Brusilia
“loftisation” of a modernist apartment on the 29th floor of a tower.
Living on a 29th floor in Brussels is a rather unique and paradoxical condition. The breathtaking view on the city enthralls you in every room, generating a sense of luxury, an unwavering quality for the apartment. Yet, the banal, claustrophobic spatial layout of the apartment frustrates this potential quality, leaving the inhabitants to look in vain for ornamentations, furniture or layouts that could counter the fundamental inadequacy between the brutal and simple force of the view – the city landscape – and the labyrinthine, stuffy and shy character of the apartment.
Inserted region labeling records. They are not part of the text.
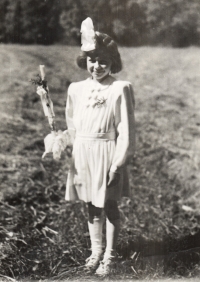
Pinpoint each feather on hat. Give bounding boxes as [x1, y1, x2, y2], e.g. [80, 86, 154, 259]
[81, 17, 96, 52]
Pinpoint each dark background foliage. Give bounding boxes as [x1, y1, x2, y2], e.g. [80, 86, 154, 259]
[0, 0, 200, 47]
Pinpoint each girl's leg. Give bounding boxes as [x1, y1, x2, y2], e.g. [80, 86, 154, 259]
[104, 200, 120, 257]
[96, 200, 120, 275]
[86, 203, 103, 270]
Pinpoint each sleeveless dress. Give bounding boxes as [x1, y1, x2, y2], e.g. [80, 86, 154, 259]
[65, 76, 135, 208]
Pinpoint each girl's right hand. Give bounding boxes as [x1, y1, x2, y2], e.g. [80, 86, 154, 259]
[107, 171, 120, 188]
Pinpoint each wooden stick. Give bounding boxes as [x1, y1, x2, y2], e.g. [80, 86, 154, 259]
[39, 65, 56, 131]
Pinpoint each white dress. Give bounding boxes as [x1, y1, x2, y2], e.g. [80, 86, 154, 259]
[65, 76, 135, 208]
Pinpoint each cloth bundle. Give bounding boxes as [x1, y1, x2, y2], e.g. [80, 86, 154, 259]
[36, 86, 72, 160]
[42, 130, 71, 160]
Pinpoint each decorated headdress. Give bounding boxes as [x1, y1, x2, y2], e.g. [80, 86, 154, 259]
[81, 17, 96, 52]
[76, 17, 122, 73]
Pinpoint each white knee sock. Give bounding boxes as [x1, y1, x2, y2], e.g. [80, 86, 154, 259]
[104, 218, 120, 258]
[88, 216, 103, 254]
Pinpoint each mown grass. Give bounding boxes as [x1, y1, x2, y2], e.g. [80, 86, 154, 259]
[0, 45, 200, 281]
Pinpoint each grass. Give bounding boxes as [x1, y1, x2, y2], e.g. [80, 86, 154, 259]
[0, 45, 200, 281]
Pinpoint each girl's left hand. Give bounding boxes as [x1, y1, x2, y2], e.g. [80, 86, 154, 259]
[107, 171, 120, 188]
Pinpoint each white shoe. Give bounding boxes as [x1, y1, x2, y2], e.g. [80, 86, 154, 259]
[85, 253, 102, 271]
[96, 256, 115, 276]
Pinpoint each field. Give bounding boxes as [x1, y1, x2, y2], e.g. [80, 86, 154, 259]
[0, 45, 200, 281]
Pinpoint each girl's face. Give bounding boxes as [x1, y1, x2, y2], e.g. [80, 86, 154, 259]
[87, 53, 112, 82]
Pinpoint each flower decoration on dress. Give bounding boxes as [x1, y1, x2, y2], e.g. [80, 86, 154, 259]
[81, 17, 96, 52]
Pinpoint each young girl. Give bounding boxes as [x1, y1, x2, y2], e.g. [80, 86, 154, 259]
[66, 18, 135, 275]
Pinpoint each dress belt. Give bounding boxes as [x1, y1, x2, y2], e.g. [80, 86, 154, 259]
[76, 131, 116, 141]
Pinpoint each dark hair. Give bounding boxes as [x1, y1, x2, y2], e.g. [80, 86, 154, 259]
[76, 32, 122, 73]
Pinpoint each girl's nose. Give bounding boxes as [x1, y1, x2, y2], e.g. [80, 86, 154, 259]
[94, 61, 100, 68]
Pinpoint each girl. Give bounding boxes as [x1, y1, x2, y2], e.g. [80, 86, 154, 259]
[66, 18, 135, 275]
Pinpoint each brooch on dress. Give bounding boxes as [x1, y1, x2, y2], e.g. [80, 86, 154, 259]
[94, 97, 107, 108]
[87, 96, 107, 108]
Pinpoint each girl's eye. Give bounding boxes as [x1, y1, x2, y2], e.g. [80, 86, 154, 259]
[89, 59, 96, 63]
[99, 61, 108, 65]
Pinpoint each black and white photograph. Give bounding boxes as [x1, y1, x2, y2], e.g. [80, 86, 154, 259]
[0, 0, 200, 282]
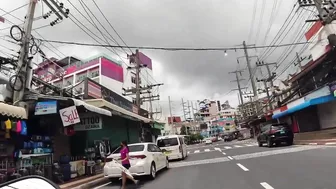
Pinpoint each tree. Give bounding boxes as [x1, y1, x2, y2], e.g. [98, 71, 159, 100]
[180, 125, 187, 135]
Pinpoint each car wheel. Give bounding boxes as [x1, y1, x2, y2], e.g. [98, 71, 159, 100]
[166, 158, 169, 169]
[149, 162, 156, 180]
[267, 138, 273, 148]
[258, 141, 262, 147]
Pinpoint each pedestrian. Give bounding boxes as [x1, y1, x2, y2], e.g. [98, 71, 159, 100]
[120, 141, 137, 189]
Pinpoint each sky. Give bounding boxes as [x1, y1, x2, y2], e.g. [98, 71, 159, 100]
[0, 0, 313, 118]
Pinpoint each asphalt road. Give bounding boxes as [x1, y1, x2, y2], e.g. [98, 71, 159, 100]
[96, 141, 336, 189]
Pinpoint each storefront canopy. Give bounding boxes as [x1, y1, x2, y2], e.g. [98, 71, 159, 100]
[0, 103, 28, 119]
[85, 99, 152, 123]
[272, 95, 335, 119]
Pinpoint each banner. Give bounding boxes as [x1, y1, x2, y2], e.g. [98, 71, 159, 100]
[59, 106, 80, 127]
[74, 113, 102, 131]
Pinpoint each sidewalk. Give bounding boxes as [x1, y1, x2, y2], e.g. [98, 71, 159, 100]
[294, 129, 336, 145]
[60, 174, 110, 189]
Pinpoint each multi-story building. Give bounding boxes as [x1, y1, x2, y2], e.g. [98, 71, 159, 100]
[34, 53, 153, 109]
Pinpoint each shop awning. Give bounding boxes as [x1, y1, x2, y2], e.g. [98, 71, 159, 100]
[0, 102, 28, 119]
[85, 99, 152, 123]
[272, 95, 336, 119]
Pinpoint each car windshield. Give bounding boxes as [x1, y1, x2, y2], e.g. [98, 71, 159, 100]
[113, 144, 145, 154]
[158, 138, 178, 147]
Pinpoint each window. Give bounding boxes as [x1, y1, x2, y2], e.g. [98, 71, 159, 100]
[158, 138, 178, 147]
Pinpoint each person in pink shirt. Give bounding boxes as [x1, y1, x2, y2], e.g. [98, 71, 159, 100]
[120, 141, 137, 189]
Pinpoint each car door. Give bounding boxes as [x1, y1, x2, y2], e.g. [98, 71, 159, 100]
[154, 145, 167, 168]
[148, 144, 162, 169]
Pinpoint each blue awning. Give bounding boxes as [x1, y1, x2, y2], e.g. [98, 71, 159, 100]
[272, 95, 336, 119]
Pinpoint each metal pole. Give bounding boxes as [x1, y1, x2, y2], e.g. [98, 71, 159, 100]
[135, 49, 141, 113]
[13, 0, 37, 105]
[243, 41, 258, 99]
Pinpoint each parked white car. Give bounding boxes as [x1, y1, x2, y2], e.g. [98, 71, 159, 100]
[104, 143, 169, 180]
[205, 138, 212, 144]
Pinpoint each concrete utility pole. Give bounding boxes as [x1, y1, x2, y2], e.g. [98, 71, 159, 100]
[294, 52, 303, 71]
[243, 41, 258, 99]
[13, 0, 37, 105]
[256, 61, 279, 104]
[229, 70, 244, 104]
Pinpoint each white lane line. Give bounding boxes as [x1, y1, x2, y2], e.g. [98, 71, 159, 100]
[325, 142, 336, 145]
[93, 182, 112, 189]
[215, 148, 222, 152]
[237, 163, 249, 171]
[260, 182, 274, 189]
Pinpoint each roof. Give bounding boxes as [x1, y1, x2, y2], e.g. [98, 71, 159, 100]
[288, 51, 329, 83]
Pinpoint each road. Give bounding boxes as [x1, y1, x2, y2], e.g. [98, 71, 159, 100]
[96, 140, 336, 189]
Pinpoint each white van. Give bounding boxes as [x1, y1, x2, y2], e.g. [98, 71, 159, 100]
[156, 135, 188, 160]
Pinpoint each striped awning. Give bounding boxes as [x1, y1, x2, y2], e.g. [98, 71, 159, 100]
[0, 102, 28, 119]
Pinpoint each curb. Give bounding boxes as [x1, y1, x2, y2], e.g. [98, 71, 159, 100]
[66, 178, 110, 189]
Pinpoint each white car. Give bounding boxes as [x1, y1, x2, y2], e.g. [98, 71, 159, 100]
[205, 139, 212, 144]
[104, 143, 169, 180]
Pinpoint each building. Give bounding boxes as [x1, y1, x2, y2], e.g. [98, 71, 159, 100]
[34, 52, 153, 110]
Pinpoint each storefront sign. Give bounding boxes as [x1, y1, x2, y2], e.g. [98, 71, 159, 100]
[59, 106, 80, 127]
[35, 101, 57, 115]
[74, 113, 102, 131]
[85, 78, 148, 118]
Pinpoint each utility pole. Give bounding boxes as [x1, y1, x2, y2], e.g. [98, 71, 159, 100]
[13, 0, 37, 105]
[294, 52, 303, 71]
[243, 41, 258, 99]
[168, 96, 176, 133]
[256, 61, 279, 104]
[229, 70, 244, 104]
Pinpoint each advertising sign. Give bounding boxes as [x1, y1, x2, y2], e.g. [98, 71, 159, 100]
[35, 101, 57, 115]
[74, 113, 102, 131]
[59, 106, 80, 127]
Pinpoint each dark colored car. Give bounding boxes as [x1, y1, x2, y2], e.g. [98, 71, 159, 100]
[257, 123, 294, 147]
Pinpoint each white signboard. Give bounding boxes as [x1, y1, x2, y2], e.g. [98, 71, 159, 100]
[59, 106, 80, 127]
[74, 113, 102, 131]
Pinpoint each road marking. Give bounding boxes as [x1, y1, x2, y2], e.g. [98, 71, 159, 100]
[237, 163, 249, 171]
[169, 157, 230, 168]
[325, 142, 336, 145]
[233, 145, 322, 160]
[93, 182, 112, 189]
[260, 182, 274, 189]
[215, 148, 222, 152]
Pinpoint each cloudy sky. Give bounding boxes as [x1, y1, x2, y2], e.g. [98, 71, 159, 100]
[0, 0, 313, 120]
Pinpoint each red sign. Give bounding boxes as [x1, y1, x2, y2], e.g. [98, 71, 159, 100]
[59, 106, 80, 127]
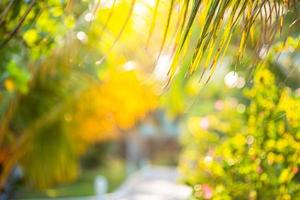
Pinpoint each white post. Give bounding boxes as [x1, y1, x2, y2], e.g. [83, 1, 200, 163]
[95, 176, 107, 200]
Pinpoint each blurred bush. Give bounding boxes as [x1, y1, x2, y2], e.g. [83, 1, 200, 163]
[179, 38, 300, 199]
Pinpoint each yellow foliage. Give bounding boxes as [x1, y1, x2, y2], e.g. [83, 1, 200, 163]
[70, 70, 157, 142]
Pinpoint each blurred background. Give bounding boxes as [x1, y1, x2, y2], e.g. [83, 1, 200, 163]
[0, 0, 300, 200]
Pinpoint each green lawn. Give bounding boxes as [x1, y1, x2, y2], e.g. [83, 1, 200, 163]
[15, 160, 126, 199]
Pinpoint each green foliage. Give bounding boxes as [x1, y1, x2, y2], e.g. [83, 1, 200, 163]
[180, 42, 300, 199]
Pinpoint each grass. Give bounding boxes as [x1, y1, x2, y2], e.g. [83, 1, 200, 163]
[14, 160, 126, 199]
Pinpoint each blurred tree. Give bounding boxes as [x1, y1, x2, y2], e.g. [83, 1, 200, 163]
[180, 38, 300, 199]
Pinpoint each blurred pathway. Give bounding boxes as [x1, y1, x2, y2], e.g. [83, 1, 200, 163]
[49, 167, 191, 200]
[106, 167, 191, 200]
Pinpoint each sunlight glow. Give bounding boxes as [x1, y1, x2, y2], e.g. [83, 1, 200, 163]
[76, 31, 87, 42]
[224, 71, 239, 88]
[154, 55, 171, 81]
[124, 60, 137, 71]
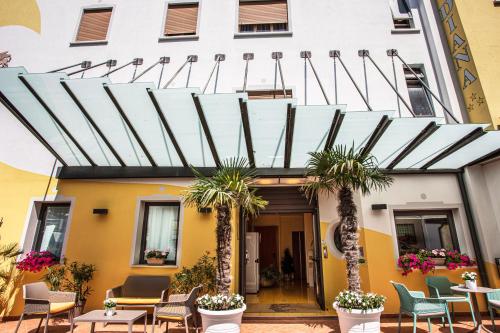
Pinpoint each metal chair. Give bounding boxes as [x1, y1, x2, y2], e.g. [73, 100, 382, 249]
[425, 276, 477, 326]
[14, 282, 76, 333]
[391, 281, 453, 333]
[151, 285, 202, 333]
[486, 289, 500, 332]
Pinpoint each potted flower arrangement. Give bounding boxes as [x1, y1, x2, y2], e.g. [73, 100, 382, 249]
[196, 294, 247, 332]
[104, 299, 116, 317]
[144, 249, 170, 266]
[303, 146, 392, 333]
[183, 158, 267, 332]
[333, 290, 386, 333]
[462, 272, 477, 290]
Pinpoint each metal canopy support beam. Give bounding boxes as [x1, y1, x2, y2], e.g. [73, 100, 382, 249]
[61, 81, 126, 166]
[191, 94, 221, 167]
[387, 121, 439, 170]
[103, 84, 157, 166]
[0, 91, 67, 166]
[147, 89, 189, 167]
[19, 75, 97, 166]
[361, 115, 392, 156]
[325, 109, 345, 150]
[421, 127, 486, 169]
[57, 166, 461, 179]
[238, 98, 255, 168]
[284, 104, 296, 169]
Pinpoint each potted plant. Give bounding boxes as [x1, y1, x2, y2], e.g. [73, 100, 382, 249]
[144, 249, 170, 266]
[303, 146, 392, 333]
[104, 299, 116, 317]
[183, 158, 267, 331]
[260, 266, 279, 288]
[281, 249, 295, 281]
[462, 272, 477, 290]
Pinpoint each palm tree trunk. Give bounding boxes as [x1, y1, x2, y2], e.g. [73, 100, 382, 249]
[337, 187, 361, 292]
[216, 205, 231, 295]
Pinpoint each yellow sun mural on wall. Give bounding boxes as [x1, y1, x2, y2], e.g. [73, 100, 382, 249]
[0, 0, 41, 33]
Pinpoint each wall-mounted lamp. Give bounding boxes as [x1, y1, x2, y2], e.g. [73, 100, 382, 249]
[92, 208, 108, 215]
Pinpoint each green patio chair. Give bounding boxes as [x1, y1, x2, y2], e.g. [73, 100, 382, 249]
[486, 289, 500, 332]
[391, 281, 453, 333]
[425, 276, 476, 326]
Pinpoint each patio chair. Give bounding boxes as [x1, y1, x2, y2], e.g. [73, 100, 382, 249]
[14, 282, 76, 333]
[106, 275, 170, 308]
[486, 289, 500, 332]
[425, 276, 476, 326]
[151, 285, 202, 333]
[391, 281, 453, 333]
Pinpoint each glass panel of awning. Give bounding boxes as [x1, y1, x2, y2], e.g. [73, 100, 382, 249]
[64, 78, 151, 166]
[247, 99, 294, 168]
[0, 67, 90, 166]
[371, 118, 444, 168]
[396, 124, 487, 169]
[107, 82, 182, 166]
[23, 73, 120, 166]
[148, 88, 215, 167]
[198, 94, 248, 160]
[429, 131, 500, 169]
[334, 111, 394, 151]
[290, 105, 346, 168]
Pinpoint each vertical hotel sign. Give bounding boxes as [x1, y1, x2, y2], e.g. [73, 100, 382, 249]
[436, 0, 492, 124]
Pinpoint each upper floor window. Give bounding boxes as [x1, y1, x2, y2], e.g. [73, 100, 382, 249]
[75, 8, 113, 42]
[33, 203, 70, 258]
[139, 202, 180, 265]
[163, 3, 198, 37]
[238, 0, 288, 33]
[394, 211, 459, 255]
[389, 0, 415, 29]
[404, 65, 434, 116]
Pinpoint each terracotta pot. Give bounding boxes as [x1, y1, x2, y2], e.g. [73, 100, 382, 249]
[146, 258, 165, 266]
[333, 303, 384, 333]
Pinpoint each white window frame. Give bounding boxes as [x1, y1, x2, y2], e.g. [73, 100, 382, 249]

Countering this inadequacy requires more than cosmetic furniture. A radical rescaling of the apartment is put in place. All non-bearing walls are removed in order to produce one fluid space, suspended in-between the two horizons of the extending landscape. The remaining central core is wrapped in a unified texture, and along with it three other static pieces of fixed furniture are strategically placed in the space. Their position and interaction generate the conditions for use, subdivision and recomposition of the apartment in a variety of formal and informal ways.
Through a limited amount of interventions, the apartment itself becomes a condensed essence of urbanity with its centers, passages, niches and corners; in order for the city to be in the apartment as much as the apartment is in the city.